Flashback: 10 of the best celebrity visits to Ireland throughout the years
From Old Hollywood starlets to modern-day legends, Ireland has had its fair share of famous faces visit these shores.
Throughout the 1960s iconic entertainment Charlie Chaplin brought his family to holiday in Waterville in County Kerry. The holiday spot was recommended to Chaplin by his friend Walt Disney and the family visited until 1971. Waterville erected a statue in Chaplin's honour and in 2011 the Charlie Chaplin Comedy Film Festival was launched in the town to remember one of its most famous visitors.
One of our most famous red heads, actress Maureen O’Hara got her start treading the boards at the Abbey Theatre in Dublin, before going on to become one of the most enduring stars of Hollywood’s Golden Age. In 1988 she was back on home soil to accept her Honorary Doctorate of Laws degree from the National University of Ireland, Galway- making her Doctor O’Hara.
Hollywood funny man Bill Murray was the headline act at the Murphy's Cat Laughs Comedy Festival (now the Kilkenny Cat Laughs Comedy Festival) in 1996.
In 1993, a fresh faced young actress named Catherine Zeta Jones was in Dublin to promote her film 'Splitting Heirs', in which she starred alongside with Eric Idle.
Rock legend Meatloaf (real name Michael Lee Aday) was in Dublin in August 1993, and stalled outside Eddie Rockets to meet fans.
Audrey Hepburn’s first visit to Ireland was in 1964 with her husband Mel Ferrer.
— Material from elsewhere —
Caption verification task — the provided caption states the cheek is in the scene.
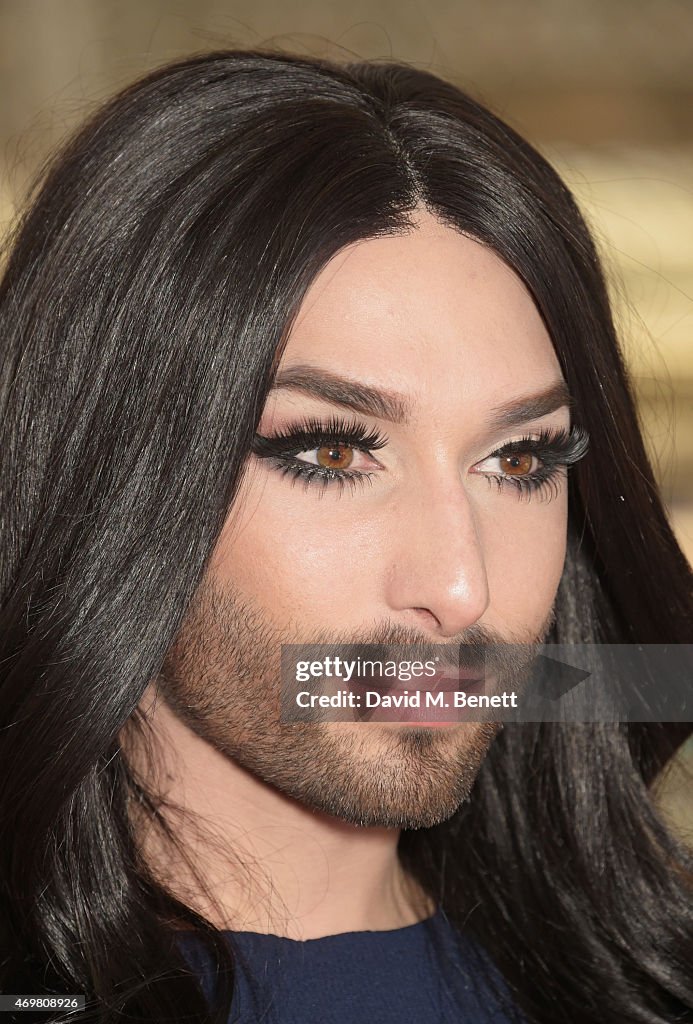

She told reporters who greeted her at Dublin Airport that she was spending time with friends, but it is possible she was also in the country hoping to seek out her estranged father, whom she hadn’t had contact with for years. Anthony Hepburn-Ruston lived in Dublin for 35 years and is buried in St Jerome's cemetery in Harolds Cross.
In May 1989 legendary crooner Frank Sinatra, with Liza Minelli and Sammy Davis Junior as support, played to 18, 000 adoring fans in Lansdowne Road stadium in Dublin. Despite the persistent rain the crowd sang along to every song as the glamorous trio played for two hours in what the Irish Independent described as ‘a dazzling performance’.
Paris Hilton is often thought to be the first person to be famous for being famous, but she may have learnt a thing or two from her great grandfather’s former wife, socialite and actress Zsa Zsa Gabor. They both had run ins with the law that only served to increase their celebrity (Zsa Zsa enjoyed a career boost after her arrest for slapping a police officer while being pulled over for a driving offence) as well as love lives that made headlines- Zsa Zsa had nine husbands in total. She visited Dublin in 1961, pictured below.
In 1988 a little-known singer named Celine Dion took home the top prize at Eurovision, representing Switzerland. Just two years later she released the English-language album Unison that launched her towards international superstardom.